Andrew Ross Sorkin talked with Bill Gates on CNBC. “Nuclear power has to overcome a baneful reputation garnered by association with the atomic bomb and radioactive disasters, but it's a necessary, worthy and surmountable challenge,” Gates told him last month.


But will it be safe? The next generation technology Gates is talking about is called a Traveling Wave Reactor, and it’s never been built. Many are skeptical it ever will. If proven, it will use spent fuel rods and other non-fissile material (i.e., not capable of sustaining a chain reaction). Only a small amount of enriched uranium would be needed to begin processing the fuel, like a match to light a candle.

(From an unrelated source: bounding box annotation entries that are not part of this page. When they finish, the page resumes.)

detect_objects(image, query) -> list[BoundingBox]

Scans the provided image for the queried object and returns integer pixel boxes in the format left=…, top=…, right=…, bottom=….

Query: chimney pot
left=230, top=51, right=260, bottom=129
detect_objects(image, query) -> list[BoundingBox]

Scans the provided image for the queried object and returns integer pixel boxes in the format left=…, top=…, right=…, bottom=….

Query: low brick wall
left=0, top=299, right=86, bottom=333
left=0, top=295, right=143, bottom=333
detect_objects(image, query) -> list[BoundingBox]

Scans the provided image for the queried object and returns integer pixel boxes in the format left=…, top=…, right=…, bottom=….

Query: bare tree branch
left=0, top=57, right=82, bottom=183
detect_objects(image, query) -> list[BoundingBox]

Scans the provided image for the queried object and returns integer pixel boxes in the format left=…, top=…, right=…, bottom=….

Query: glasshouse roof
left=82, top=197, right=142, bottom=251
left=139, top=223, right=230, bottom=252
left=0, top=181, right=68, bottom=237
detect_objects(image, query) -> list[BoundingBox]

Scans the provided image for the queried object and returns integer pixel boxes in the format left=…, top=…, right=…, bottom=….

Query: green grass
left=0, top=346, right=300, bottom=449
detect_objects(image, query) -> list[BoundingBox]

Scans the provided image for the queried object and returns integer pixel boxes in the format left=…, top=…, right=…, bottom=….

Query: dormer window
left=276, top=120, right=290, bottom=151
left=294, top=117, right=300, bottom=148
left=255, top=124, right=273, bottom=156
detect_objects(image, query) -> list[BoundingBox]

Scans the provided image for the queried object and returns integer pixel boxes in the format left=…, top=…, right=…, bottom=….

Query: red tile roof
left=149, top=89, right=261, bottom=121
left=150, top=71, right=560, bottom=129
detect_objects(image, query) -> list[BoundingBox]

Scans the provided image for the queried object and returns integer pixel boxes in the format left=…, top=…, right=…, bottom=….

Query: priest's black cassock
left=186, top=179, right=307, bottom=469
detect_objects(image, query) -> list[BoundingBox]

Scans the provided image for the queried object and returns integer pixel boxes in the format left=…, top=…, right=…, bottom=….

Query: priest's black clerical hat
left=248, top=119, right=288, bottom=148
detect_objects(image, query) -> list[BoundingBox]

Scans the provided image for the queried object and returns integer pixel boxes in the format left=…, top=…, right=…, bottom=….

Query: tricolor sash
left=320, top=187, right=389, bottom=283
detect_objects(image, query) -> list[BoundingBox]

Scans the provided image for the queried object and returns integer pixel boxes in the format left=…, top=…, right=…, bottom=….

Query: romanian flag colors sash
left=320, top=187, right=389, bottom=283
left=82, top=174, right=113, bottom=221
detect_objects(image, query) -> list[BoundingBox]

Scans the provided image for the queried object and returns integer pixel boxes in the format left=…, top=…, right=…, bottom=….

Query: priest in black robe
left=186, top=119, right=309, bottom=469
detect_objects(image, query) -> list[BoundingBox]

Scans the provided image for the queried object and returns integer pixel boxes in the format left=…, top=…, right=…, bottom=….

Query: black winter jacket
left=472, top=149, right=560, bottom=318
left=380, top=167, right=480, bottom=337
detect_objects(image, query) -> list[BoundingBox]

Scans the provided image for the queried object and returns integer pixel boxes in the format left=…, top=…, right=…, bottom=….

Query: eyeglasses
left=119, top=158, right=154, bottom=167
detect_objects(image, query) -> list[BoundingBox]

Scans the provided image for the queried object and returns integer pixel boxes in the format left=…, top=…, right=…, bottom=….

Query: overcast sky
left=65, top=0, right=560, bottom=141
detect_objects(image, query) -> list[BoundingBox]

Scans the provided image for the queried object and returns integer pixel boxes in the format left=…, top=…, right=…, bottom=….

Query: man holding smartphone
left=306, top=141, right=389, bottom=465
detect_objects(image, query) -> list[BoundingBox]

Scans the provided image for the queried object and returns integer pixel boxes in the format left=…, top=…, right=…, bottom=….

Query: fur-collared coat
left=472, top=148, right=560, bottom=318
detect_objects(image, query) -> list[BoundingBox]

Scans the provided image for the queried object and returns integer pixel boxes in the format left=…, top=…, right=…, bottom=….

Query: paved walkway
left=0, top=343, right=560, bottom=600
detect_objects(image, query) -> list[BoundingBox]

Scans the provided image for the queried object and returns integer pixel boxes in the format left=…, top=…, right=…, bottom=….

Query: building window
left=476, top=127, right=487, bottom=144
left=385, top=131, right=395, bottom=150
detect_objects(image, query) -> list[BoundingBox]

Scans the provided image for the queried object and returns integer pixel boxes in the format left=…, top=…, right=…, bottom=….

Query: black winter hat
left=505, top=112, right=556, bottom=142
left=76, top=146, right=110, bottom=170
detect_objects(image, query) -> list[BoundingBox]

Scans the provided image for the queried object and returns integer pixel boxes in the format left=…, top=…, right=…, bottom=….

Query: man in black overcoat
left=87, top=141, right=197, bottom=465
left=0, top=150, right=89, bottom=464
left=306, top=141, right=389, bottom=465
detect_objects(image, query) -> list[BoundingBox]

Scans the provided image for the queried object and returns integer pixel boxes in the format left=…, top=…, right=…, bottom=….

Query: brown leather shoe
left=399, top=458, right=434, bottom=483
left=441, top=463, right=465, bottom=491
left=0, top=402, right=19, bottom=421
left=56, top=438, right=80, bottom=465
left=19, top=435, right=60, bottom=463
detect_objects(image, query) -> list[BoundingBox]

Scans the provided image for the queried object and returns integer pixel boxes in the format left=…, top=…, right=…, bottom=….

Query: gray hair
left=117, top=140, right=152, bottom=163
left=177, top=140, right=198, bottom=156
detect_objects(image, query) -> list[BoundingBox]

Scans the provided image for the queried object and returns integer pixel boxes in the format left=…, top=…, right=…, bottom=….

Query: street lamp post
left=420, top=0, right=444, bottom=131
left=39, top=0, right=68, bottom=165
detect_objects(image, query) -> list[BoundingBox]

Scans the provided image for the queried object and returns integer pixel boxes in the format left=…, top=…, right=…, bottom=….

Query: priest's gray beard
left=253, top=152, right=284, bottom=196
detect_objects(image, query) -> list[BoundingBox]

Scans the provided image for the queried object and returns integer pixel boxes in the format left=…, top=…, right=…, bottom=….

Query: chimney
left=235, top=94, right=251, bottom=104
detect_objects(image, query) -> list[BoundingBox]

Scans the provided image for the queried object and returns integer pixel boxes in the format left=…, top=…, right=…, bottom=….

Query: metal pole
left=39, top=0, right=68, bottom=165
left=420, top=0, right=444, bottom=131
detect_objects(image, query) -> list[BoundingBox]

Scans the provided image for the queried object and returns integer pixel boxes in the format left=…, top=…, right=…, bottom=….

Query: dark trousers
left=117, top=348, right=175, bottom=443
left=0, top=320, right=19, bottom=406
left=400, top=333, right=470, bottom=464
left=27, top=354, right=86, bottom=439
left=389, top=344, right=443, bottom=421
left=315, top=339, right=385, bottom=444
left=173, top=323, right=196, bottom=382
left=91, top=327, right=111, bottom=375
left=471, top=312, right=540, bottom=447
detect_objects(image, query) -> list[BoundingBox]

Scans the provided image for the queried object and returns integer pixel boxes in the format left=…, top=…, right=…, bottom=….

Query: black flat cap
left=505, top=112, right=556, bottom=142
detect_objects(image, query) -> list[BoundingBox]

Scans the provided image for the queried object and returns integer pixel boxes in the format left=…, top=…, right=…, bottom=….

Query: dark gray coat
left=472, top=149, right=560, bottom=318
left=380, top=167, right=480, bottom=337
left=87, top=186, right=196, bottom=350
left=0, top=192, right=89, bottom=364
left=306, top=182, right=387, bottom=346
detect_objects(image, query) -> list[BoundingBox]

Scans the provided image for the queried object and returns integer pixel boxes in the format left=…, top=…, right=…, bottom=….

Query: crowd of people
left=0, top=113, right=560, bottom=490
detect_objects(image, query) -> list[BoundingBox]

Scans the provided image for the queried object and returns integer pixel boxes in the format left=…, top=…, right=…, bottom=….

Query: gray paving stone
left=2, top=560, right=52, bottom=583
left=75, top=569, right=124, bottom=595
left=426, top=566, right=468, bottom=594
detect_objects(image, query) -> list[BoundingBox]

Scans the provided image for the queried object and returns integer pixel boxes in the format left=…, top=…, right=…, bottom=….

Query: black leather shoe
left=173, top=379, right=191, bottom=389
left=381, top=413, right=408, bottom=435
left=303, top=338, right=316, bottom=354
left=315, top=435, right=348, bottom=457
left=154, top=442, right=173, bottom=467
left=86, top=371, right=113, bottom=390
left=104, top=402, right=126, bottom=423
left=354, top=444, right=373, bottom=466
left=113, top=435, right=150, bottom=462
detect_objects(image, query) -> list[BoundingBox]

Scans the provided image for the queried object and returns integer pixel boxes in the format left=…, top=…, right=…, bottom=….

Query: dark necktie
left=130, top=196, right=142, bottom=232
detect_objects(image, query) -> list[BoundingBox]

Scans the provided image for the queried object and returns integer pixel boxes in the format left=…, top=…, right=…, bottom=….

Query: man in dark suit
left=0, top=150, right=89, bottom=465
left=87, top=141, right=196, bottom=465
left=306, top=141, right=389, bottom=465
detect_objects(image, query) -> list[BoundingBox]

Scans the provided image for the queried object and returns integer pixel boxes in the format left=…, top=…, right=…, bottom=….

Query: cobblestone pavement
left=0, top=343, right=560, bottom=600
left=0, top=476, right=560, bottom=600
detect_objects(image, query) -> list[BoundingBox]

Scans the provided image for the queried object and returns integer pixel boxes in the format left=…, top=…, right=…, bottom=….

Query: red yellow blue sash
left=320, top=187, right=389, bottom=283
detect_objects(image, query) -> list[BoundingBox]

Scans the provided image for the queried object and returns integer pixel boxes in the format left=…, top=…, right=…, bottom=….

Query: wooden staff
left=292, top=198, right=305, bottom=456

In theory, TWRs could self-sustain for decades without refueling or removing spent fuel. TerraPower, a TWR company that Bill Gates co-founded and invested in, estimated that one Kentucky stockpile of depleted uranium represents an energy resource equal to $100 trillion worth of electricity. At that rate, they estimated that projected global stockpiles could sustain 80% of the world's population at U.S. per capita energy usages for more than 1,000 years.


But the “in theory” disclaimer is worth paying attention to. Remember, there was a time when cigarettes were “prescribed” to patients with irritated throats, with the claim “every case of irritation cleared completely or definitely improved.” And Coca Cola was first sold as a brain tonic.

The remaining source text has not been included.